Are you (or someone you know) an avoider? You know…when there is conflict, contention, carrying-on in a nasty way that doesn’t stop, do you ever think “I gotta get outta here?”
We all have that feeling at some time. However, when it happens over and over it’s a powerful behavior pattern…the avoider.
Avoiders often grew up in families where dissension and disagreement never got resolved. In worst case situations, it became violent with physical or verbal abuse, hitting with hands or with words. In other cases (actually, equally as bad) it was the silent treatment with icicles and frozen one word meaningless responses.
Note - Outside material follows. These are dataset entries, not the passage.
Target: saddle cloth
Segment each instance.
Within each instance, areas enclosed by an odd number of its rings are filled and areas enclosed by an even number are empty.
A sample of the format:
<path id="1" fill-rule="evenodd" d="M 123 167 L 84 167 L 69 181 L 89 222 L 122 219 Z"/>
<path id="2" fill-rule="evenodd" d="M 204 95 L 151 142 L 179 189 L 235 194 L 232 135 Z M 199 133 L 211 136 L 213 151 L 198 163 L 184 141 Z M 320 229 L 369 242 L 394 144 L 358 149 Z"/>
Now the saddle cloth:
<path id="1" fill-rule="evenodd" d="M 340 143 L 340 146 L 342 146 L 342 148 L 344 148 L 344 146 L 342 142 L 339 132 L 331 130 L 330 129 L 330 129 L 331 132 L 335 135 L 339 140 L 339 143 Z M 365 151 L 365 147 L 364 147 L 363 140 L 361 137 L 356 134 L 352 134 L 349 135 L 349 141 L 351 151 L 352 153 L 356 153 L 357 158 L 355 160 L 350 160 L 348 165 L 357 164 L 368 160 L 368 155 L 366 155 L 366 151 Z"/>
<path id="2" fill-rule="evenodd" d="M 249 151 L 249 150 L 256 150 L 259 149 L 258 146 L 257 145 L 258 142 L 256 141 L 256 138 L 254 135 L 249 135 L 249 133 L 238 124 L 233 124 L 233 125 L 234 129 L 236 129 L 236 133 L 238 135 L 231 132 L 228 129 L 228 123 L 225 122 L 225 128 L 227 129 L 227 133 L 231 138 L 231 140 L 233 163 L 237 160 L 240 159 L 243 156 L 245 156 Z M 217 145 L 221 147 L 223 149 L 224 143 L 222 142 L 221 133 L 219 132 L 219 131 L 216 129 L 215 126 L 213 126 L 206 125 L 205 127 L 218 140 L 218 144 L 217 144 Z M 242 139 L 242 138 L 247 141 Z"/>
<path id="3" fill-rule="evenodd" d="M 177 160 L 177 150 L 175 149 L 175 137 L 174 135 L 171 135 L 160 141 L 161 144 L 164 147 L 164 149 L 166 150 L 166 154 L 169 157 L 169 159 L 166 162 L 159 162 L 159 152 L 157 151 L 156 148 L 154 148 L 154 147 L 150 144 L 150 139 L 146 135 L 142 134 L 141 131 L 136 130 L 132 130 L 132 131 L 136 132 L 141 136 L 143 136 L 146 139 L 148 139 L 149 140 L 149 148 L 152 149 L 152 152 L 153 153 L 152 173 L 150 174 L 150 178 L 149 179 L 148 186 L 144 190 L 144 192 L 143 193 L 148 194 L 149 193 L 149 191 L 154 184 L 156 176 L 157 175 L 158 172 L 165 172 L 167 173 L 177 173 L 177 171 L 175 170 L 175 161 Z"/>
Those I coach who wear the avoider jacket tell of hiding from the unpleasantness of the adults by going to a vacant room and closing the door and putting their hands over their ears or getting out of the house just to get some quiet.
Think for a minute about how your family handled conflict.
Was it a continuous blame game?
Was it pushed under the rug?
Wat it resolved by negotiation?
Was it ended by agreeing to disagree?
Was it left hanging in the air?
Was it handled with respect or dissing?
There is a gender issue here also. More often than not, guys want to get the hell away from an angry woman. And women want resolution, or at least want to be heard and acknowledged.
At work avoiders are absolutely aware of contentious issues, they just don’t want to face them. So you will hear “I’ll get back to you,” or “Let me think about it,” or “Let’s let it work itself out.”
Want to know how to talk with an avoider? Watch the video here:
The good news about transformed avoiders is they are amazing at flipping that run-away energy into becoming initiators. They start the dialogue to have difficult conversations and they stay with it to resolution with out judgement, blame or attack. They become the go-to individuals when stuff gets out of hand. They make amazing leaders who are admired and revered.